As the trust grew, it was able to campaign more effectively, and in 1984 hit the national headlines when it won a private prosecution against five men caught badger digging.

After rebranding to become Derbyshire Wildlife Trust in 1986, the organisation became the focus of attention again the following year when it launched an appeal to raise £200,000 to renovate the old railway station buildings at Matlock Bath and create the Whistlestop Countryside Centre, an education facility in the old railway station buildings at Matlock Bath. Later in the decade a major Heritage Lottery Fund award enabled them to develop more nature reserves work and set up a Midweek Volunteer Team.

Since 2006, the trust has launched and developed a variety of projects aimed at protecting and raising awareness of vulnerable species and habitats. These include Derby Cathedral's Peregrines Project, Great Trees of Derbyshire and Saving the Great Trees of Derbyshire - projects which have raised awareness of the importance of ancient trees - and Water for Wildlife, which has helped to restore wetland habitats.

In 2007, the Avenue Washlands Nature Reserve near Chesterfield was opened and won first place in the Conservation category for Restoration Sites in the British Trust for Ornithology's Business Bird Challenge. In the same year, a lottery grant allowed the trust to extend its educational programme with Grounds for a Change, transforming Derbyshire school grounds into wildlife havens and outdoor learning spaces. It also took over management of Drakelow Nature Reserve in the south of the county, an important wetland site playing host to over 200 species of birds.

In early 2024, Derbyshire Wildlife Trust purchased 83-acre site Common Farm in Nether Heage to be managed as a nature reserve, following a successful fundraising campaign.

== Organisation ==
Derbyshire Wildlife Trust is governed by a board of trustees, elected from and by the 14,000+ members, employing around 26 members of experienced staff for management and to carry out conservation and education projects. The trust relies heavily on volunteer work for help with aspects such as managing nature reserves, administration, and education work, with around 500 active volunteers.
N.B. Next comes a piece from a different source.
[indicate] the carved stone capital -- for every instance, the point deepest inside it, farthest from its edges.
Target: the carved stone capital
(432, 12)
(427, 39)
== List of nature reserves ==

- The Avenue Washlands
- Barton Pool
- Broadhurst Edge Wood
- Brockholes Wood SSSI
- Carr Vale
- Carvers Rocks SSSI
- Chee Dale SSSI
- Common Farm, Nether Heage
- Cramside Wood SSSI
- Cromford Canal LNR/SSSI
- Deep Dale and Topley Pike SSSI
- Derwentside
- Drakelow
- Duckmanton Railway Cutting SSSI
- Erewash Meadows
- Gang Mine
- Golden Brook Storage Lagoon
- Hadfields Quarry
- Hartington Meadows
- Hillbridge and Park Woods
- Hilton Gravel Pits SSSI
- Hoe Grange Quarry
- Hollinhill and Markland Grips
- Holly Wood
- Hopton Quarry SSSI
- Ladybower Wood SSSI
- Lea Wood
- Lock Lane Ash Tip
- Long Clough
- Mapperley Wood
- Miller's Dale Quarry SSSI
- Morley Brickyards SSSI
- North Wingfield
- Oakerthorpe LNR
- Overdale
- Priestcliffe Lees SSSI
- Risley Glebe
- Rose End Meadows
- Rowsley Sidings
- Spring Wood SSSI
- Watford Lodge LNR
- Willington Gravel Pits
- Woodside
- Wyver Lane

== Notable projects ==

=== Derby Cathedral Peregrine Watch Project ===
The Derby Cathedral Peregrine Project was launched in 2006, with the construction of a nesting platform for a pair of falcons which had unsuccessfully bred at the cathedral for two consecutive years. Subsequent years have been successful, and the project began to include webcams, blogging, and viewing events set up for members of the public to be able to view the birds through telescopes.

=== Badger Vaccination Scheme ===
Derbyshire Wildlife Trust runs the largest badger vaccination project in the country, vaccinating over 1,700 badgers since 2014.

=== Bringing Back Beavers ===
The trust successfully reintroduced a pair of Eurasian beavers to Willington Wetlands in 2021. The pair subsequently bred in 2022; this was the first wild breeding pair in Derbyshire for around 800 years.